The Senior Social Club: Socially Engaging Older Adults
For Cerritos Baptist Church, creating more opportunities to engage older adults was their way of addressing socially isolated members in their congregation. They expanded their fellowship and gathering program in 2019 to address their senior members’ social needs.
The idea originated from Nancy Nagayama, a member of the church’s senior ministry steering committee. “My mother’s church is Faith United Methodist Church in Torrance, and they have something like [this gathering] where [older adults] drop in and hang out. And I thought, oh, this would be fun.” Nancy was quick to talk to the rest of the steering committee, and with the support of Keiro’s Grants Program, the program was up and running in February 2019. After multiple discussions, the group decided that rather than just a social gathering, they would also include presentations led by guest speakers. “That way, not only do [attendees] have time for community but [they get] to learn something new, especially if you are planning to age in place.”
A Purpose to Gather
The Senior Fellowship gatherings were held one Wednesday per month and once per quarter on Sunday. The Wednesday gatherings have brought together 40 older adults and caregivers, while the Sunday get-together regularly attracts 70 people. So-called “super seniors” (over the age of 80) particularly enjoy attending the Wednesday Senior Fellowship group. The Keiro Grant supports lunches for these get-togethers, as well as honoraria for guest speakers. Seminar topics have catered to the audience, ranging from senior scams, memory impairments, and ways to maintain good brain health. Participants have enjoyed these seminars and are always eager to listen and learn.

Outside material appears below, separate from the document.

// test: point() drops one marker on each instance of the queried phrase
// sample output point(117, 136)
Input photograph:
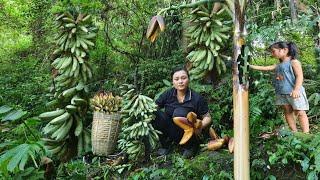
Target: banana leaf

The “super seniors” are among the more frequent attendees, and some in this group did not previously attend church regularly. Bessie Yuen, another steering committee member, shared with a smile, “I see them bring raffle prizes and special desserts. They bring it on their own, and they want to do it. Everyone wanted to help out in some way and perhaps that is what motivates people to get together.”
Programs Create New Programs
After an exercise activity was included in one of the gatherings, it sparked an idea for a new program. “At first, we were only planning on doing [exercise] for six weeks, but demand just kept growing and we ended up launching an official weekly exercise class for seniors,” explained Dexter Yuen, the church’s board chair.
“There are around 15 participants who consistently attend, which doesn’t seem like much, but over half of them are over 80.” He mentioned how impressed he is that these older adults have created permanent bonds that bring them together. “A lot of those ladies go out to lunch together after, and it’s not organized by us. They did it on their own. It shows evidence of the kind of connections they are making from the program.”
In a Time of Pandemic: Connecting Through Calls
Building on the foundation from program’s 2019 start, the committee was looking forward to expanding through scheduling field trips in 2020. This would allow older adults and their family caregivers to socialize and spend time with people other than their immediate family. The unexpected pandemic led them to change course.
Dexter recalled that it took them several months to shift their programming. One of the first things they came up with were “care calls” to check in via phone calls to older adults to make sure they have all their needs met.
Nancy shared that this not only was a small way to stay connected with the members, but also became a helpful support system for some. “There was one older adult who turned to their care caller when there was an emergency with her husband. The couple didn’t have children or family in the area, so the care caller got involved. It was really helpful for the wife to have someone they could call at a time like that.”
They eventually began providing bento deliveries once a month to the most vulnerable older adults in their congregation, as well as send out quarterly publications led by Pastor Gary Tawa which became additional resources for members to stay up-to-date with their congregation. They did see limitations on how many older adults they can serve though, assessing the risks and benefits of holding these deliveries during the pandemic.
One thing both Dexter and Nancy mentioned was how wonderful their congregation members were when asked to volunteer. “I thought a lack of volunteers would be a problem, but it never happened,” shared Dexter. “I am amazed at how dedicated and helpful the volunteers of our congregations are. We always had plenty.” The team looks forward to the day when in-person can resume to gather once again.